Divine Inspiration: Elegant Kayaking?
- Blog Post by: $author
- October 13, 2012 - 8:34 AM
“Is this Heaven?”
No, it’s Wisconsin. Canoe Bay, to be exact, but the serenity and solitude offered here surely rival that found past the Pearly Gates. And, if you’re an angler or nature lover trying to convince your significant other to join you for a weekend in the great outdoors, you may want to split the difference.
After all, it’s not very often you find a private lake teeming with giant largemouth bass that just so happens to be overlooked by “one of the 50 most romantic hotels in the world,” according to Travel & Leisure. The real kicker, for fellow Twin Cities residents, is that this gem which USA Today named “the Midwest’s premier rustic-elegant hideaway,” is barely over 100 miles east of St. Paul.
So, as someone who loves to fish, hike, camp and kayak, I decided to take my wife, someone who defines “camping” as staying in any hotel that costs less than a $100 a night. The result was a trip that blew us both away, but for different reasons.
I was amazed by the natural beauty surrounding Canoe Bay, a series of lakeside rooms and cottages secluded in the heavily forested Indianhead Region near Chetek, Wisconsin. At the center of Canoe Bay’s 300 forested acres lies Lake Wahdoon, a lake carved out by glaciers thousands of years ago, hidden today by giant maple and oaks trees over 130 years old.
You can hike miles of well-maintained trails through the massive hardwoods without seeing or hearing any signs of people or civilization.
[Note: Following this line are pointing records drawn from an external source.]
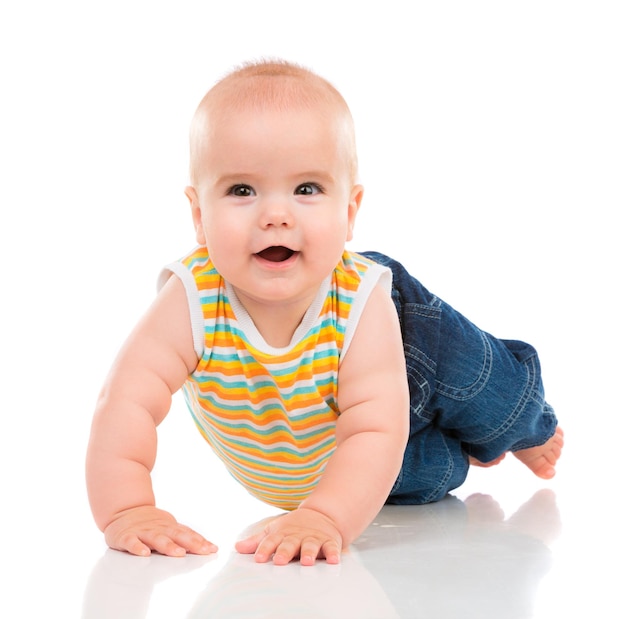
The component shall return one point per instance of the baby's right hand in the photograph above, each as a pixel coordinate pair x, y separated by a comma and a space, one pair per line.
141, 530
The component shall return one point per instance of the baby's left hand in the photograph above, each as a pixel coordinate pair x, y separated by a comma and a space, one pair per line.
303, 533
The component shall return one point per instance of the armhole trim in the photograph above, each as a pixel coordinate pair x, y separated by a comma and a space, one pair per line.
375, 275
193, 301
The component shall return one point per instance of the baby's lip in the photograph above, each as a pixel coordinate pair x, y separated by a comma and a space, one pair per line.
276, 253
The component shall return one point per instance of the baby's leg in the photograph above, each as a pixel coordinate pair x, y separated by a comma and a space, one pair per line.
477, 462
541, 460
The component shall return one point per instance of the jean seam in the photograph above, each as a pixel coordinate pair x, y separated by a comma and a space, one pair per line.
532, 370
468, 392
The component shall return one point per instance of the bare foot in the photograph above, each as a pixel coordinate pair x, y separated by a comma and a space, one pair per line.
475, 462
541, 460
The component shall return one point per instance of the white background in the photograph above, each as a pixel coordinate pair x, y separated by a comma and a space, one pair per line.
492, 142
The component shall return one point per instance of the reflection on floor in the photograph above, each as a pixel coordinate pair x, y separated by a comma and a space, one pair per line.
450, 559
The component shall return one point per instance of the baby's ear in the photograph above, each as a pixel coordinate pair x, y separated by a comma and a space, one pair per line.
196, 214
356, 195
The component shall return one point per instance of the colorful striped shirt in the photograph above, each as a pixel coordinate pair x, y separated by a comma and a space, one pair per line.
268, 413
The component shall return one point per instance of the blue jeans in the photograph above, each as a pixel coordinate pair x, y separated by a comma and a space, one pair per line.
471, 393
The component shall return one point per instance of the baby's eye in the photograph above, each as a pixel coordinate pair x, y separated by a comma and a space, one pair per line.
308, 189
241, 191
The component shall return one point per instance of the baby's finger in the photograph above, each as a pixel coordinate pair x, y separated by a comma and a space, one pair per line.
130, 543
249, 545
192, 542
310, 551
331, 550
267, 547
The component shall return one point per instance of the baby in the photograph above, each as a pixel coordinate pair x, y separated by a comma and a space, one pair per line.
328, 382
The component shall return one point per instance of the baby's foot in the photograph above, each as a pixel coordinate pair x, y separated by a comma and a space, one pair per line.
541, 460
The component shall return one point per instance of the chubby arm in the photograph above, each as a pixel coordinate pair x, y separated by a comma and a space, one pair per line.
371, 436
152, 365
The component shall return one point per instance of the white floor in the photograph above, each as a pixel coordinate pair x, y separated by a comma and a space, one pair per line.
505, 546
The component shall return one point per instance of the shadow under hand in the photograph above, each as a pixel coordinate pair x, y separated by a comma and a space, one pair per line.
121, 585
462, 559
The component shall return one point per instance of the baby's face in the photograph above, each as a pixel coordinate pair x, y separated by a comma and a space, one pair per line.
274, 202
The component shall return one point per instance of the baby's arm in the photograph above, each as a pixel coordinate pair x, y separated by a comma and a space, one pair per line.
136, 397
371, 437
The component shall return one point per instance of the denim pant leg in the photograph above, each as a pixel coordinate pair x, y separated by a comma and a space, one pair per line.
471, 393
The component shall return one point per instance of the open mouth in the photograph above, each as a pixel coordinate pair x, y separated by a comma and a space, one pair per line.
276, 253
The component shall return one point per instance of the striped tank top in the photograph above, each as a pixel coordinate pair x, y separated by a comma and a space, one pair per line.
269, 414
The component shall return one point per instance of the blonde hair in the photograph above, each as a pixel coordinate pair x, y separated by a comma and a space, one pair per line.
276, 84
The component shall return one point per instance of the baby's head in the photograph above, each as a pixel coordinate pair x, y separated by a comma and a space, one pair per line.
277, 85
273, 181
Nonetheless, you do get the distinct feeling of always being watched.
The woods are thick with wildlife, including whitetail deer, bear and pheasants, as well as the ducks and loons that live on Wahdoon and its hidden sister lakes. No motorboats are allowed, and the only access is via Canoe Bay, which accommodates a maximum of 25 couples at a time (no children are allowed, which further enhances the unique serenity and silence). There are canoes and kayaks available to enjoy the lake, and fishing is as good as you’d expect it to be on a remote, spring-fed lake that is virtually un-touched and remains strictly catch-and-release.
And trust me, you won’t be missing any shore lunch. Dinner at Canoe Bay’s lakeside dining room is an experience unto itself, with a gourmet chef using fresh, local ingredients to prepare new offerings every day––with a constantly changing menu to feature the freshest food available. Maybe this sample menu will give you a better sense of what I’m talking about:
Salad of garden greens & radishes with orange supremes, toasted pine nuts, grana padano cheese, citrus vinaigrette.
Pan-seared Alaskan Copper River Salmon on house-made Capellini Pasta with Zucchini Pearls, Cherry Tomatoes, Herbed Beurre Blanc.
Caramel Apple Tartlet
Vanilla Bean Ice Cream, Mint
Of course, a picture is worth a thousand words, so perhaps these photos from our dinner will do the Canoe Bay dining experience some justice. I didn’t know pork could taste this good!
Needless to say, dinner was a high point for the both of us. But for my wife, the non-camper, the ultimate highlight was the cottage itself. I have to admit, it’s hard to argue with that. It’s amazing, quite frankly, that the cabins can be so spectacular––ours was 1,300 square feet, with two stone fireplaces, a beautiful living room overlooking the lake, and a private spa equipped with an exercise bike, sauna, whirlpool and two-person steam shower––and still blend in perfectly with their woodland surroundings.
I guess that’s the genius of architectural legend Frank Lloyd Wright, whose protégé and partner actually designed much of Canoe Bay. Given the architectural brilliance of these cottages, it’s no surprise that in the weeks before us, guests had travelled from South Africa, Denmark, Britain and Israel to spend time here.
Let me put it this way: If these aren’t the finest cottages you’ve ever stepped foot in, I want to know where the heck you’ve been!
Perhaps our favorite time at the cottage came on our first night after dinner, relaxing on our deck in the darkness of night. Rain had threatened earlier in the afternoon but held off during my wife’s first-ever canoe excursion. Through dinner, the clouds darkened, then finally, after nightfall, thunder broke. The lightning illuminated the night sky, putting on dazzling display of natural fireworks. From our perch on the deck we were completely dry––all the rain was off in the distance, and we could sit together in the blackness and watch the horizon flash violently.
With each glimpse of light in sky above, we couldn’t help but ask the question: “Is that Heaven?”